The docker-compose.yml is configured with the following default credentials (matching config.yaml):

Service Host Port User Password Database
PostgreSQL localhost 5432 usuario clave BioData
RabbitMQ localhost 5672 guest guest -

BioData is the default local PostgreSQL database name used for the restored reference lookup table downloaded from Zenodo. It is a configurable database name, not a separate repository requirement.

RabbitMQ Management UI is available at: http://localhost:15672 (user: guest, password: guest)

Troubleshooting

Connection refused error:

# Check if containers are running
docker-compose ps

# If stopped, restart them
docker-compose restart

# View logs
docker-compose logs postgres
docker-compose logs rabbitmq

Password authentication failed: Ensure the credentials in docker-compose.yml match those in config.yaml:

# Current values in docker-compose.yml
POSTGRES_USER: usuario
POSTGRES_PASSWORD: clave
POSTGRES_DB: BioData

Cleaning up: To remove containers and volumes:

docker-compose down -v

Supported Embedding Models

Name Model ID Params Architecture Description
ESM-2 facebook/esm2_t33_650M_UR50D 650M Encoder (33L) Learns structure/function from UniRef50. No MSAs. Optimized for accuracy.
ProtT5 Rostlab/prot_t5_xl_uniref50 1.2B Encoder-Decoder Trained on UniRef50. Strong transfer for structure/function tasks.
ProstT5 Rostlab/ProstT5 1.2B Multi-modal T5 Learns 3Di structural states + function. Enhances contact/function tasks.
Ankh3-Large ElnaggarLab/ankh3-large 620M Encoder (T5-style) Fast inference. Good semantic/structural representation.
ESM3c esmc_600m 600M Encoder (36L) New gen. model trained on UniRef + MGnify + JGI. High precision & speed.

Acknowledgments

FANTASIA is the result of a collaborative effort between Ana Rojas’ Lab (CBBIO) (Andalusian Center for Developmental Biology, CSIC) and Rosa Fernández’s Lab (Metazoa Phylogenomics Lab, Institute of Evolutionary Biology, CSIC-UPF). This project demonstrates the synergy between research teams with diverse expertise.

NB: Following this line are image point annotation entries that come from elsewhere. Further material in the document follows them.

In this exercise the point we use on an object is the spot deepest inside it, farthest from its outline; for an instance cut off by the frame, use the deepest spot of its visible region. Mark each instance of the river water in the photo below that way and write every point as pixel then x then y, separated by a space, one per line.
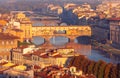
pixel 83 49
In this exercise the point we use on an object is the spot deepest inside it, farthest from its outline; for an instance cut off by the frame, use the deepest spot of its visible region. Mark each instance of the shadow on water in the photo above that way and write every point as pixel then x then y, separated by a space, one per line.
pixel 85 40
pixel 81 45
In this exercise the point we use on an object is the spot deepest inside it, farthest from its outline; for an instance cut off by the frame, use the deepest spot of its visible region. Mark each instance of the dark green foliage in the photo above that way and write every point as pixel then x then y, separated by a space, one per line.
pixel 107 70
pixel 113 72
pixel 91 66
pixel 100 69
pixel 118 70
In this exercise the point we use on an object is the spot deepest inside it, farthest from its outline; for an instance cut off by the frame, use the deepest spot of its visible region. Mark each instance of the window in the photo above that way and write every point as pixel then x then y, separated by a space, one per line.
pixel 3 43
pixel 11 42
pixel 7 42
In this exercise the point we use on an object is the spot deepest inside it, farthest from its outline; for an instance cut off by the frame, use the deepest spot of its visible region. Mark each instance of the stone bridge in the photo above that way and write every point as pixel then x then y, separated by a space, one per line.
pixel 70 32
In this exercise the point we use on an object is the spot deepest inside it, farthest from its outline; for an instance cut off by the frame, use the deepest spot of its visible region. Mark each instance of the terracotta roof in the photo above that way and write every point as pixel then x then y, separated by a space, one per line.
pixel 18 30
pixel 3 22
pixel 38 52
pixel 4 36
pixel 27 55
pixel 114 19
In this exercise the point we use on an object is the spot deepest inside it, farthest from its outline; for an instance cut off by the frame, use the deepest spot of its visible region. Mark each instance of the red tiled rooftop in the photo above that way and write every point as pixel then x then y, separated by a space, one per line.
pixel 115 19
pixel 7 37
pixel 18 30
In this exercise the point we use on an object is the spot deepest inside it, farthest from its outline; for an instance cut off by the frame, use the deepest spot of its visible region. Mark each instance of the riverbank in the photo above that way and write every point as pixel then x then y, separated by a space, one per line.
pixel 106 48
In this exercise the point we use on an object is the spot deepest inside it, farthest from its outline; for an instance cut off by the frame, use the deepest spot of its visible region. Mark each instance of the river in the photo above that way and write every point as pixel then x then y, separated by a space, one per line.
pixel 83 49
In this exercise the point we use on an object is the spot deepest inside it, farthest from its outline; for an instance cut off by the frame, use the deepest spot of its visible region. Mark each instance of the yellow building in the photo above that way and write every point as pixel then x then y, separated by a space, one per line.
pixel 7 42
pixel 20 16
pixel 26 26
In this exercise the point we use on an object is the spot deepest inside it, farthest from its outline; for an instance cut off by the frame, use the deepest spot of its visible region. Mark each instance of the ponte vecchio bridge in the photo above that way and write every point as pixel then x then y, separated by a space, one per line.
pixel 71 32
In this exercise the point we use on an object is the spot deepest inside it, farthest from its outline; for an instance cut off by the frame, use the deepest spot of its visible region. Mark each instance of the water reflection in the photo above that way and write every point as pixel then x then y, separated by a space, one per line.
pixel 62 42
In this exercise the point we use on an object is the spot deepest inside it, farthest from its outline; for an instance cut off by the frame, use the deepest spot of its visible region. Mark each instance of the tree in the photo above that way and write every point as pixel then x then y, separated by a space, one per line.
pixel 101 69
pixel 107 70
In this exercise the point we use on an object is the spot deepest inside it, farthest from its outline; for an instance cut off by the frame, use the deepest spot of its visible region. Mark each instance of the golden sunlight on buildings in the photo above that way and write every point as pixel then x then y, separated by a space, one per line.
pixel 7 42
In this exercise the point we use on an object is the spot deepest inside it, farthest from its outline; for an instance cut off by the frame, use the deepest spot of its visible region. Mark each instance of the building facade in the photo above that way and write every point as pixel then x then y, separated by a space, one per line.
pixel 7 42
pixel 115 32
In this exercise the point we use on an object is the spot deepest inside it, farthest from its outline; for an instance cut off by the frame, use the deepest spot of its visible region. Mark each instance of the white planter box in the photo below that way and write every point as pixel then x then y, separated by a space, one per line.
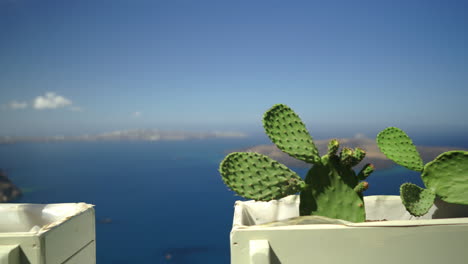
pixel 47 234
pixel 433 238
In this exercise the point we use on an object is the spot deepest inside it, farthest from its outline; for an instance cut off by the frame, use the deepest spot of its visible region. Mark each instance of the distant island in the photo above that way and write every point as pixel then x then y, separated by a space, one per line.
pixel 129 135
pixel 373 154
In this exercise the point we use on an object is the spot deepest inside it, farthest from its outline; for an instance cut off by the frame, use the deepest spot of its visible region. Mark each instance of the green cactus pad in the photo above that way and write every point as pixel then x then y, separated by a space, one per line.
pixel 447 176
pixel 397 146
pixel 417 200
pixel 256 176
pixel 346 156
pixel 286 130
pixel 361 187
pixel 330 192
pixel 333 146
pixel 365 171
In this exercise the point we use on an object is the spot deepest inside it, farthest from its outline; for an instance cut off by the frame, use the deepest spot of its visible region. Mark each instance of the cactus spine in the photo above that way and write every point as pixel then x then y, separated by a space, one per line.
pixel 446 176
pixel 331 187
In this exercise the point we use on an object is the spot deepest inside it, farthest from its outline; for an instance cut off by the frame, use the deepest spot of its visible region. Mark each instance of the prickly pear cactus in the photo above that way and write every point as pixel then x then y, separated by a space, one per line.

This version of FANTASIA builds upon previous work from:

  • Metazoa Phylogenomics Lab's FANTASIA
    The original implementation of FANTASIA for functional annotation.

  • bio_embeddings
    A state-of-the-art framework for generating protein sequence embeddings.

  • GoPredSim
    A similarity-based approach for Gene Ontology annotation.

  • MMseqs2
    Used for redundancy-aware sequence clustering and filtering during lookup workflows.

  • Parasail
    Provides high-performance pairwise sequence alignment routines used in hit validation and post-processing.

  • protein-information-system
    Serves as the reference biological information system, providing a robust data model and curated datasets for protein structural and functional analysis.

We also extend our gratitude to LifeHUB-CSIC for inspiring this initiative and fostering innovation in computational biology.

Citing FANTASIA

If you use FANTASIA in your research, please cite the following publications:

  1. Martínez-Redondo, G. I., Barrios, I., Vázquez-Valls, M., Rojas, A. M., & Fernández, R. (2024).
    Illuminating the functional landscape of the dark proteome across the Animal Tree of Life.
    DOI: 10.1101/2024.02.28.582465

  2. Barrios-Núñez, I., Martínez-Redondo, G. I., Medina-Burgos, P., Cases, I., Fernández, R., & Rojas, A. M. (2024).
    Decoding proteome functional information in model organisms using protein language models.
    DOI: 10.1101/2024.02.14.580341

License

FANTASIA is distributed under the terms of the GNU Affero General Public License v3.0.